Fawn is an artist; her work hangs on the walls of the shop, which also carries a wide array of specialty foods and custom gift baskets. She fell in love with cheese several years ago on a warm August day at her father’s lakeside Connecticut house. Her sister worked at a cheese store and brought a feast of cheeses for the family to try. Fawn described to me the coup de foudre she experienced as she tasted the perfectly soft and enticing Humbolt Fog. Fawn devoured the cheese and when it was done sat contemplating the plate, wondering if her family would notice if she used her finger to gather the remaining morsels. It was at that moment that she decided to open her own cheese shop. A woman after my own heart.
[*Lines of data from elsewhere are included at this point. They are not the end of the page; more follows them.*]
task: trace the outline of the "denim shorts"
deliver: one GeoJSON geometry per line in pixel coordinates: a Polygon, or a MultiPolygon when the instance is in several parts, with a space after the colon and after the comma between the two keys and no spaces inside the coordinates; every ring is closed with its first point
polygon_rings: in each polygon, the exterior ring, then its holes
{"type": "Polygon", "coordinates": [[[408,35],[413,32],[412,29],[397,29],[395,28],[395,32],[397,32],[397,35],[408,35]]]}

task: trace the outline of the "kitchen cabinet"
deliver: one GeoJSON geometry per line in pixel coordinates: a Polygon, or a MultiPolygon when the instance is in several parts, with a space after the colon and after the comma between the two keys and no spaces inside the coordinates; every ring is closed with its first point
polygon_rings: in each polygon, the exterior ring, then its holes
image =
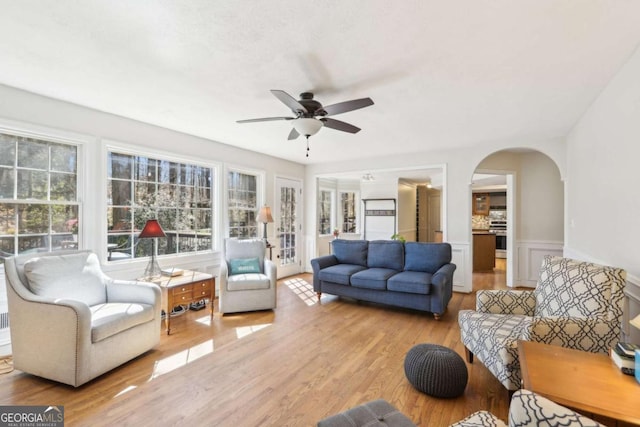
{"type": "Polygon", "coordinates": [[[496,266],[496,235],[473,233],[473,271],[492,271],[496,266]]]}
{"type": "Polygon", "coordinates": [[[473,214],[489,215],[489,193],[473,193],[473,214]]]}

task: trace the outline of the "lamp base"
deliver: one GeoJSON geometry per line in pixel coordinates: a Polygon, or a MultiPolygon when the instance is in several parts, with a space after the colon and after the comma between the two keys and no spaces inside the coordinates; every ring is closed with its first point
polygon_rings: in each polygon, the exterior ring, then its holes
{"type": "Polygon", "coordinates": [[[155,255],[151,256],[151,261],[147,264],[147,268],[144,270],[142,274],[142,279],[153,281],[162,277],[162,270],[160,269],[160,265],[158,264],[158,260],[156,260],[155,255]]]}

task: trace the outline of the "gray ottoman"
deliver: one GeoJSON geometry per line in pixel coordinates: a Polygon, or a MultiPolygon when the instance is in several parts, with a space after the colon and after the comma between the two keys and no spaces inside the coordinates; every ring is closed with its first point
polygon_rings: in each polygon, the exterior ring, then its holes
{"type": "Polygon", "coordinates": [[[416,427],[384,399],[372,400],[318,421],[318,427],[416,427]]]}
{"type": "Polygon", "coordinates": [[[436,344],[418,344],[409,350],[404,373],[412,386],[435,397],[460,396],[469,379],[462,357],[436,344]]]}

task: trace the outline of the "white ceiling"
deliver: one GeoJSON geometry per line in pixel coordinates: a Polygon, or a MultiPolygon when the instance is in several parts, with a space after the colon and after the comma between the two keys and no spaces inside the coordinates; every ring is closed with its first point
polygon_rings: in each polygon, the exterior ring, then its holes
{"type": "Polygon", "coordinates": [[[0,83],[301,163],[566,135],[637,0],[1,0],[0,83]],[[371,97],[307,159],[269,92],[371,97]]]}

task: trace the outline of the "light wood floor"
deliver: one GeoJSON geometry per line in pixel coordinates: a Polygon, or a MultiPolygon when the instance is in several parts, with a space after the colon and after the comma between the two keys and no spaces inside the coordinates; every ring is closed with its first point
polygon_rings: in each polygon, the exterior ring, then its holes
{"type": "MultiPolygon", "coordinates": [[[[504,268],[498,260],[495,274],[474,274],[474,289],[504,288],[504,268]]],[[[448,426],[481,409],[506,420],[508,393],[477,361],[455,399],[420,393],[404,375],[415,344],[464,355],[457,314],[474,307],[474,294],[455,293],[436,321],[334,296],[318,305],[310,283],[310,274],[280,280],[275,311],[216,312],[212,323],[208,310],[175,317],[156,349],[77,389],[0,375],[0,405],[64,405],[67,427],[315,426],[377,398],[421,426],[448,426]]]]}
Foxglove and Madison Cheese carries a selection of cheeses, which are divided into clear categories on a large black chalkboard: “Bloomy Rind,” “Pungent and Stinky,” “Sheep Cheeses,”etc. Fawn was happy not only to give samples of cheeses I asked to try- but also suggested new cheeses, encouraging me to expand my palate. No rush, and no disappointment when I didn’t like something.
She proudly described Foxglove’s signature gourmet grilled cheeses. Let me first say I love the recklessness of a grilled cheese made with really good cheese. It is akin to Julia Child’s well known declaration that you should ”Only cook with wine you’d drink.”
Fawn offers many different sandwiches; I tried a sandwich made with fresh whole grain bread from Judie’s European Bakery and Cafe and a French Raclette. The texture of the Judie’s bread perfectly balanced the sweet melted raclette. Fawn used plenty of butter and a sandwich press to create this simple but gourmet lunch. It was filling and deliciously satisfying. I’ll never go back to Land-o-lakes again.
Make a point to visit Fawn Nebinger and her son Ian Hagerty – take your time, enjoy both the excellent cheese and service. You won’t be disappointed.
Foxglove and Madison Cheese
119 Samson Rock Drive, Madison, CT 203.245.5168
Hours: Tues.- Sat., 10am-6pm; Closed Sun. & Mon. (Call ahead if you might arrive after 6pm- Fawn often happy to wait!)